During quarter ended June 30, 2010, the Company issued convertible notes (“Q2 Notes”) payable to investors in the aggregate amount of $90,000.  The Q2 Notes carried an 8% interest rate and are due in full nine months from the date of issuance.  The Q2 Notes were convertible into Common Stock of the Company starting 90 days after the issuance date until maturity or when paid whichever is later.  The conversion price is variable, based on a fifty percent discount per share on the average of the three lowest trading prices for the ten trading days ending one trading day prior to the date the conversion notice is sent to the Company, subject to adjustments. The Company valued the conversion feature of the Q2 Notes via the Black-Scholes valuation method.  The total fair value calculated for the conversion was $55,900, which was recorded as a derivative liability on the Company’s balance sheet.  Of this amount, $25,900 was allocated to the discount on the Q2 Notes and $4,800 was charged to operations for the quarter ended March 31, 2011.

As of March 31, 2011 the Q2 Notes and their corresponding interest have been fully converted into shares of common stock, as of this date the outstanding balance of the Q2 Notes is $0.

As of March 31, 2011, the Company recorded $280,000 in amortization expense of the discount on the both the Bridge and Q2 Notes.  Interest in the aggregate amount of $8,600 was accrued on the Notes during the three months ended March 31, 2011.
 
Additionally in March 2011, the Company issued a new convertible note (“Q111 Note”) payable to Asher Enterprises in the amount of $37,500.  The Q111 Note carries an 8% interest rate and is due in full nine months from the date of issuance.  The Q 111 Note is convertible into Common Stock of the Company starting 90 days after the issuance date until maturity or when paid whichever is later.  The conversion price is variable, based on a fifty percent discount per share on the average of the three lowest trading prices for the ten trading days ending one trading day prior to the date the conversion notice is sent to the Company, subject to adjustments.

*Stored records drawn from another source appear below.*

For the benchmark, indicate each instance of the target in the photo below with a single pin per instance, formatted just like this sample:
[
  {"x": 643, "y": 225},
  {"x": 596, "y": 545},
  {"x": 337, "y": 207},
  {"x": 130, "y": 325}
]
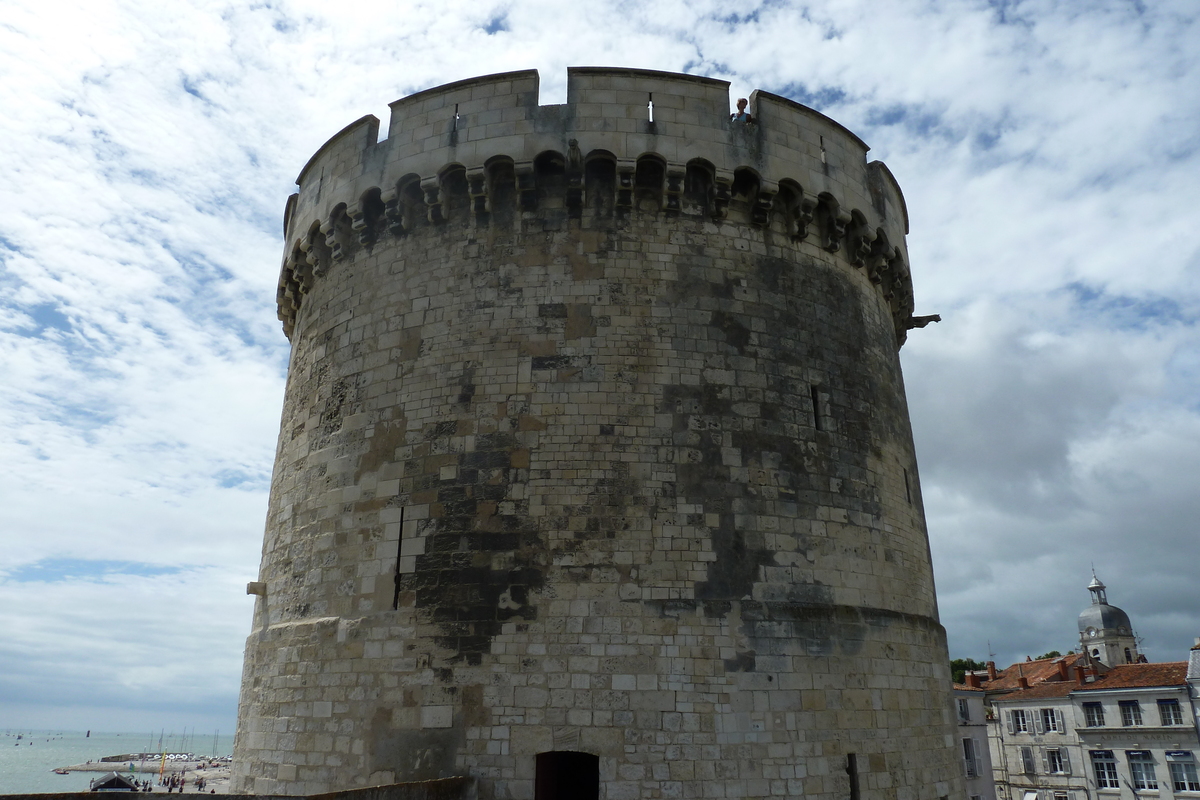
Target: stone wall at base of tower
[{"x": 597, "y": 450}]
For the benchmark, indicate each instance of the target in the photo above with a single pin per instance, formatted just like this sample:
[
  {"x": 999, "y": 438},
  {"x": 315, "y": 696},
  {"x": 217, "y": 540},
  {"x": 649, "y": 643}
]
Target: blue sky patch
[
  {"x": 58, "y": 570},
  {"x": 817, "y": 98}
]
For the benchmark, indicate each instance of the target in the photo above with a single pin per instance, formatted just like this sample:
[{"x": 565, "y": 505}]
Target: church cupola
[{"x": 1104, "y": 631}]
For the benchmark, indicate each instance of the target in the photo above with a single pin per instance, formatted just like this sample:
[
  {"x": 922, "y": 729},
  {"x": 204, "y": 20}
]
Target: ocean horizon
[{"x": 29, "y": 757}]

The Company valued the conversion feature derivative liability of this note via the Black-Scholes valuation method.  The total fair value calculated for the conversion was $25,400, which was recorded as a derivative liability and was allocated as a discount to the note on the Company’s balance sheet.  
 
NOTE 8     NOTE PAYABLE AND OTHER RELATED PARTY TRANSACTIONS

On September 18, 2008, the Company entered into a related party transaction with Dr. Claude Ranoux, the President, Director and Chief Scientific Officer of the Company.  Dr. Ranoux had loaned funds to the Company to sustain its operations since January 5, 2007 (inception).  Dr. Ranoux’s total cumulative investment at March 31, 2011 is $46,962 (“principal”) in INVO Bioscience.  On March 26, 2009, the Company and Dr Ranoux agreed to amend the agreement to a non-convertible note payable bearing interest at 5% per annum, the term of the note has been extended, the repayment date is October 31, 2011.  The Company and Dr. Ranoux can jointly decide to repay the loan earlier without prepayment penalties and has decided to do so. During the three months ended March 31, 2011 $2,000 was repaid on the principal of the loan. 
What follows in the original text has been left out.